On Sat, May 2, 2020 at 2:58 PM Alex Hall <alex.mojaki@gmail.com> wrote:
On Sat, May 2, 2020 at 1:19 PM Steven D'Aprano <steve@pearwood.info> wrote:
Rolling your own on top of 
zip_longest is easy. It's half a dozen lines. It could be a recipe in
itertools, or a function. 

It has taken years for it to be added to more-itertools, suggesting that
the real world need for this is small.

"Not every two line function needs to be a builtin" -- this is six
lines, not two, which is in the proposal's favour, but the principle
still applies. Before this becomes a builtin, there are a number of
hurdles to pass:

- Is there a need for it?
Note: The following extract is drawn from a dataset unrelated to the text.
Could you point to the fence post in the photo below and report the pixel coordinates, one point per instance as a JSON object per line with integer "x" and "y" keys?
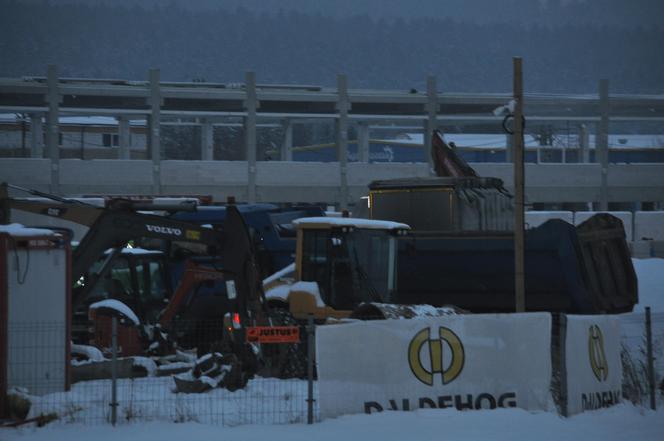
{"x": 651, "y": 360}
{"x": 114, "y": 370}
{"x": 310, "y": 368}
{"x": 562, "y": 365}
Granted.
- Is it complicated to get right? No.
- Is performance critical enough that it has to be written in C?
  Probably not.

No, probably not

I take it back, performance is a problem worth considering. Here is the more-itertools implementation:

https://github.com/more-itertools/more-itertools/blob/master/more_itertools/more.py#L1420

```
def zip_equal(*iterables):
    """``zip`` the input *iterables* together, but throw an
    ``UnequalIterablesError`` if any of the *iterables* terminate before
    the others.
    """
    for combo in zip_longest(*iterables, fillvalue=_marker):
        for val in combo:
            if val is _marker:
                raise UnequalIterablesError(
                    "Iterables have different lengths."
                )
        yield combo
```

I didn't think carefully about this implementation and thought that there was only a performance cost in the error case. That's obviously not true - there's an `if` statement executed in Python for every item in every iterable. The overhead is O(len(iterables) * len(iterables[0])). Given that zip is used a lot and most uses of zip should probably be strict, this is a significant problem. Therefore:

- Rolling your own on top of zip_longest in six lines is not a solution.
- Using more-itertools is not a solution.
- It's complicated to get right.
- Performance is critical enough to do it in C.